Photographer Angus Mackay shares his experiences while documenting the many homes left behind in Caithness and Sutherland.

The photographs capture empty armchairs, cold stoves and old kettles no longer boiled. Fading wallpaper and single beds long unoccupied tell the stories of these Highland homes now long abandoned.

Photographer Angus Mackay, of Latheronwheel, spent lockdown exploring the empty houses across Caithness and Sutherland, which tell of those no longer there and rural life, as once known, now in decline.

He found himself in places deserted, but still full of emotion as traces of their former occupants remained.

Mr Mackay said: “I can’t go into an abandoned house without thinking ‘who lived here, why did they leave and why did nobody else come in behind them?’

“I’ve been blessed with a pretty healthy imagination. I visit all the rooms in the houses before I start thinking about taking the photos. I always stand and listen first.”

Mr Mackay said he always sought permission to enter properties where doors and windows hold on.

He said: “The ones that really fascinate me are the ones where there are signs of human habitation, where there is still a kettle on the stove or there. There are five layers of wallpaper peeling off to show all the old designs.”

Exploring an empty house at Benacheilt near Latheron in Caithness “put the hairs up on the back of my neck”, Mr Mackay said.

The house belonged to the late Donald Alexander Mackenzie, who was also known as Bunt.

Mr Mackay said: “I was standing in the room and soaking everything up and on the windowsill in the kitchen there was just an ordinary snap-sized photo. It was curled up and bleached white. I held it up and there was nothing at all there. It had obviously been taken so long ago.

“I realised there were two photos stuck together and I peeled the top one off and the photo just appeared as fresh as if it had been printed yesterday. It really put the hairs up on the back of my neck.

“He was sitting on a bridge, which is actually just about 200 yards from where I live. But the crofthouse is actually around four or five miles away.

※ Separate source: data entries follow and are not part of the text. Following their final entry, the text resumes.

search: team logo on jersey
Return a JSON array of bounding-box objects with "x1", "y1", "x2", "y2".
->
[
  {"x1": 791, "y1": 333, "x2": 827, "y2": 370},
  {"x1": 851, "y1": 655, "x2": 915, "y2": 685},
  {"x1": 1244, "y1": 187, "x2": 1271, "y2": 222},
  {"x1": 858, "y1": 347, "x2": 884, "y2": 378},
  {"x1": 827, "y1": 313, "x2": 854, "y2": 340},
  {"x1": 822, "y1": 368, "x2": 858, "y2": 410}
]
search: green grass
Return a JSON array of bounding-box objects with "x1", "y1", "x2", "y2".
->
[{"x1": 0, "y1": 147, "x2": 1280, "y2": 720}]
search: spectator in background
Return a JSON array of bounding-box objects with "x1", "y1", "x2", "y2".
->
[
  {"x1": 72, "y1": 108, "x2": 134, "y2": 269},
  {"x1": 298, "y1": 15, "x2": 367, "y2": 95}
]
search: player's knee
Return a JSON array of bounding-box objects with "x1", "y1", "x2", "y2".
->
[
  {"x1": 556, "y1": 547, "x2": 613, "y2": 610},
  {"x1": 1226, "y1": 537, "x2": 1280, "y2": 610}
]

“I live quite close to what used to be the local tavern, so there is a fair chance that he was either on his way for a beer or on his way from having just had a beer.”

Mr Mackenzie left the house in later life to live in a modern house in Lybster, it is understood. Mr Mackay said the empty homes reflected changes in the countryside in Caithness and Sutherland - and across Scotland.

He said: “These houses are all around us. Over the years some of our government and farming policies have maybe contributed to this.

“It was easier for a farmer or a crofter who had an old house which needed electricity or plumbing put in to have the house condemned and get a grant for building a kit bungalow. Also, thing like estate land managers don’t employ as many people these days.

“There are lots of issues surrounding rural economics and land management and so on. I would like to get a wider conversation started on that.”

He said reaction to the book had been “phenomenal”.

“I think people get surprised by the emotional element,” he said. “They think they are going to be looking at a book of old houses, but it is more than that.”

An exhibition of the photographs is on show at Waterlines in Lybster with artist Jane McDonough displaying new works of the empty houses.

Abandoned, priced £25, is available from www.angusmackay.co.uk.